# Roots.Given that 4x^3-16x^2+21x-27 has the solution 3 find the conjugate complex pair of roots.

justaguide | Certified Educator

The equation 4x^3-16x^2+21x-27=0 has a real root equal to 3.

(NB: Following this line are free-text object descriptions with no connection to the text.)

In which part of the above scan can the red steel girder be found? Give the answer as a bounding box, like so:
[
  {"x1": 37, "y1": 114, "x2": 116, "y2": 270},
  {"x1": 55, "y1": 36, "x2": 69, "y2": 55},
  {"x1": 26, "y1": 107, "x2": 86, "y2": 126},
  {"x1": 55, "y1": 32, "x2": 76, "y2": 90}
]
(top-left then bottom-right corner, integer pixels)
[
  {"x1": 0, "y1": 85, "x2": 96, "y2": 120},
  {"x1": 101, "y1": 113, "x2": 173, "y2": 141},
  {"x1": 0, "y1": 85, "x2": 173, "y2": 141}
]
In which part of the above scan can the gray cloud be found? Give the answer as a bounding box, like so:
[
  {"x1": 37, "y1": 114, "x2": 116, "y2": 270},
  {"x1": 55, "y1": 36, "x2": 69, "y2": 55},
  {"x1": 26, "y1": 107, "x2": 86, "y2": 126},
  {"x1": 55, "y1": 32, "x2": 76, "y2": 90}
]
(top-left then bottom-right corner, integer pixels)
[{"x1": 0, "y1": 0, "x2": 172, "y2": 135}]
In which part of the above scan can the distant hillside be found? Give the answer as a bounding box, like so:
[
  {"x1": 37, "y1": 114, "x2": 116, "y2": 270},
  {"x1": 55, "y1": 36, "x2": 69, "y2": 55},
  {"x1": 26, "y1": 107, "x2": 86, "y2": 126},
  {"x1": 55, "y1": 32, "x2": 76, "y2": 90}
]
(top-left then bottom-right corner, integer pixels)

We can write the equation as:

4x^3 - 16x^2 + 21x - 27 = 0

=> 4x^3 - 12x^2 - 4x^2 + 12x + 9x - 27 = 0

=> 4x^2(x - 3) - 4x(x - 3) + 9(x - 3) = 0

=> (4x^2 - 4x + 9)(x - 3) = 0

The roots of 4x^2 - 4x + 9 = 0 are

x1 = 4/8 + sqrt(16 - 144)/8

=> 1/2 + i*sqrt 2

x2 = 1/2 - i*sqrt 2

The complex roots of the equation 4x^3-16x^2+21x-27=0 are 1/2 + i*sqrt 2 and 1/2 - i*sqrt 2

giorgiana1976 | Student

We'll use Viete's relations for finding the other 2 conjugate roots, which always come in pairs.

3 + x2 + x3 = 16/4

3 + x2 + x3 = 4

We'll subtract 3:

x2 + x3 = 4-3

x2 + x3 = 1

3*x2*x3 = 27/4

We'll divide by 3:

x2*x3 = 9/4

We'll write the equation of the quadratic when knowing the sum and the product of the roots:

x^2 - x + 9/4 = 0

We'll multiply by 4:

4x^2 - 4x + 9 = 0

x2 = [4 + sqrt(16 - 144)]/8

x2 = (4 + 8sqrt2)/8

x2 = (1+2isqrt2)/2

x3 = (1-2isqrt2)/2

The pair of complex roots of the equation are :{(1-2isqrt2)/2 ; (1+2isqrt2)/2}.